My wife bought some interesting fabric a few years back that she wants to make a shirt out of. It appears to be Japanese / Chinese writing, in red, on a black background, but she’s not sure which way to orient the fabric.
I put a photo of the writing (it’s 1,000 pixels wide) on my website (www.planetpeschel.com) that can be reached below:
It’s definitely Japanese, and it is oriented right-way-up. It looks too antique for someone of my skills to read, but I’ll bet there are a few dopers who could take a reasonable shot at it.
The one in the upper left is obviously a pictograph of Cthulhu. Wearing it will mark you as one of His acolytes.
Seriously, it looks odd, not like kanji at all. The one directly below it also looks weird, like it was upside down. The one to the right of those and about halfway between looks a bit scribbly but okay. I’m not sure what the ones on the far, far left are supposed to be. The vertical line about a third in is Japanese kana, although it is very cursivelike.
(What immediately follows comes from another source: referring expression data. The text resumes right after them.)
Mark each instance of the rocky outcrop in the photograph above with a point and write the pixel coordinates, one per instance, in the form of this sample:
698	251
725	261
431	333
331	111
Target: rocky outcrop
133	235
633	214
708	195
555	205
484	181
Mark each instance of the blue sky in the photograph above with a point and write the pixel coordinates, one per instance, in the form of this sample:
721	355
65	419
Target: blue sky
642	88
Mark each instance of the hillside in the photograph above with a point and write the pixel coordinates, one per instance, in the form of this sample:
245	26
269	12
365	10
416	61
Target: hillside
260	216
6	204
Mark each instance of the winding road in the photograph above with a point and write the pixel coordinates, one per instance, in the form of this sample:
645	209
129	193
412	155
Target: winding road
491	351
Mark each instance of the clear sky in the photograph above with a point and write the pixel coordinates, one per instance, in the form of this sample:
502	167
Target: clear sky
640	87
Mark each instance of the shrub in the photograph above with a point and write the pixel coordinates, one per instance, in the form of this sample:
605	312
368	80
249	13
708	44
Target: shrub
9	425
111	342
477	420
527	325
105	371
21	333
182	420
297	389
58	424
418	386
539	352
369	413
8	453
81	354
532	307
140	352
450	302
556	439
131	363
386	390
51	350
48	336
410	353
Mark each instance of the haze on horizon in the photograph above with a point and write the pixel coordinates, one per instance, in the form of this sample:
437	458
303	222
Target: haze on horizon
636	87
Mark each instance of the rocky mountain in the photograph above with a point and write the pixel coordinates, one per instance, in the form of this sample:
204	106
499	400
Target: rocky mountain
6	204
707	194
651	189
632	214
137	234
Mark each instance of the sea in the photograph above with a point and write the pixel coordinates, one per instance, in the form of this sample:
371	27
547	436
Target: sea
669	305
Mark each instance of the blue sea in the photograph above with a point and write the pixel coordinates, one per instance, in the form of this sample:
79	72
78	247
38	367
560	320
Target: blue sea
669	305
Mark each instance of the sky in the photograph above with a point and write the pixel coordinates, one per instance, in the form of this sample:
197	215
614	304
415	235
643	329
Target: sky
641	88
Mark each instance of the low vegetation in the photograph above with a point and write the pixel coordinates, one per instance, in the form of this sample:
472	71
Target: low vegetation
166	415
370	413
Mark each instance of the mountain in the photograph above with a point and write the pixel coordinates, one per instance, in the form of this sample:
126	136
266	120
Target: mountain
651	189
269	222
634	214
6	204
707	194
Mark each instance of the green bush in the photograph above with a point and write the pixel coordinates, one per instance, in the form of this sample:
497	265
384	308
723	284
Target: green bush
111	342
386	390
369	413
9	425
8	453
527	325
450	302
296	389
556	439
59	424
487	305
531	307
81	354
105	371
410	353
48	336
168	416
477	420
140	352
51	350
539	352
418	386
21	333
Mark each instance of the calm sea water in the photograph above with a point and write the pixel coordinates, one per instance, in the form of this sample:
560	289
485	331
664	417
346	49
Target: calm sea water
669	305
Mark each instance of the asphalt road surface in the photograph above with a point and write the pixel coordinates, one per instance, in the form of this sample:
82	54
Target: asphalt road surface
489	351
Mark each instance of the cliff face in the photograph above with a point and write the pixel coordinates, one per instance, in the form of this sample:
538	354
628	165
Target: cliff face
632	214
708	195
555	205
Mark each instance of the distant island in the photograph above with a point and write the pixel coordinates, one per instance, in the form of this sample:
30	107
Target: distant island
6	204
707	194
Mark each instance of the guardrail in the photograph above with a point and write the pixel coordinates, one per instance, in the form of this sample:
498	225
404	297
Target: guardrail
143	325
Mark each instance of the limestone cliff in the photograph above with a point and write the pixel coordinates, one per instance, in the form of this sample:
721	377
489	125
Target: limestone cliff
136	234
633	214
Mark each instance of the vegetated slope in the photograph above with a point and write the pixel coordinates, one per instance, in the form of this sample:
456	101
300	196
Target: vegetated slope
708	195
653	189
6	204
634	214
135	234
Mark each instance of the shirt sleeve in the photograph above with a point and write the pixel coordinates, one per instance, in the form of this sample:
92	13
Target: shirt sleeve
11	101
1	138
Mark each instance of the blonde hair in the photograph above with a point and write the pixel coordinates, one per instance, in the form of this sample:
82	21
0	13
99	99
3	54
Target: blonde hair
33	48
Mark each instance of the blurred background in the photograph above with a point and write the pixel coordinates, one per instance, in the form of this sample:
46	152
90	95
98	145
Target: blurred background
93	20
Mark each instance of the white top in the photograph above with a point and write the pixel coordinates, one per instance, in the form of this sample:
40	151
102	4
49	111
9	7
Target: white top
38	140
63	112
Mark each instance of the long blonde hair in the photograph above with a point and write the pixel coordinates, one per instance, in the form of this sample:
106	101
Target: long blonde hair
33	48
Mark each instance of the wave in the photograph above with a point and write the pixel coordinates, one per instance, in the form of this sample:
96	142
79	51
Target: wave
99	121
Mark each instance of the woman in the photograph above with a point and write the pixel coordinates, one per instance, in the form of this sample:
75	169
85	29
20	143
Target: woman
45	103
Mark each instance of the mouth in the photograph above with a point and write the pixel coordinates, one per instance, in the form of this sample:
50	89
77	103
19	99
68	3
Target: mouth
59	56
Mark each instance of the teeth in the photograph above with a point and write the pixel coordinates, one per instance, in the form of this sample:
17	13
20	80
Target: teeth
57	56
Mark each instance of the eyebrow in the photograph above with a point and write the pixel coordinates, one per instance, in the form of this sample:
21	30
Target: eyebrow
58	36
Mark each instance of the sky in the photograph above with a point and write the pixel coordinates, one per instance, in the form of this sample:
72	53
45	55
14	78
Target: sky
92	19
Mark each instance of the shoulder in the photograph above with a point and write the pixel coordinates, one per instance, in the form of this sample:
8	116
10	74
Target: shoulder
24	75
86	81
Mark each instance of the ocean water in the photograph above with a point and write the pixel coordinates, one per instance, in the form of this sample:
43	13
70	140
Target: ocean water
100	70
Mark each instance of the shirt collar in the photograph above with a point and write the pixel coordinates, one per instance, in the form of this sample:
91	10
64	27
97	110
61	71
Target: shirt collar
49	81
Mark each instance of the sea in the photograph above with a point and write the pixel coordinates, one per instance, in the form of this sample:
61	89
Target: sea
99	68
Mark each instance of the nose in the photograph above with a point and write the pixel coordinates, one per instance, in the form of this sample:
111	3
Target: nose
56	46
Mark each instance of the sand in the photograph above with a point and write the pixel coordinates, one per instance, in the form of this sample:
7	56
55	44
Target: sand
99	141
No, they are right side up. They are fairly stylized, though, so they look out of balance.
But there do appear to be different writing styles involved, which makes me wonder if all the text is related. The four symbols inside a square are probably someone’s name, or the name of the shop where this was produced.
It’s certainly a mix of styles- you have a name seal, some calligraphy (which is often stylized to the point that nobody can read it) and what does indeed look like seal script. I recognize a few characters here and there, but nothing coherent. Given the mix of styles, I’d venture that it is almost certainly gibberish.
No. The Japanese have been faking it all this time. Their newspapers are plagiarized from old Leningrad phone books and their novels are reconstructed from Chinese restaurant take-out menus.
It’s not oriented properly. Well, parts of it are, and parts are not. Some are upside down and/or mirror images (left hand side). There are some name chops. It’s jibberish from a Chinese perspective. My limited Japanese also pegs it as a mish-mash of jibberish.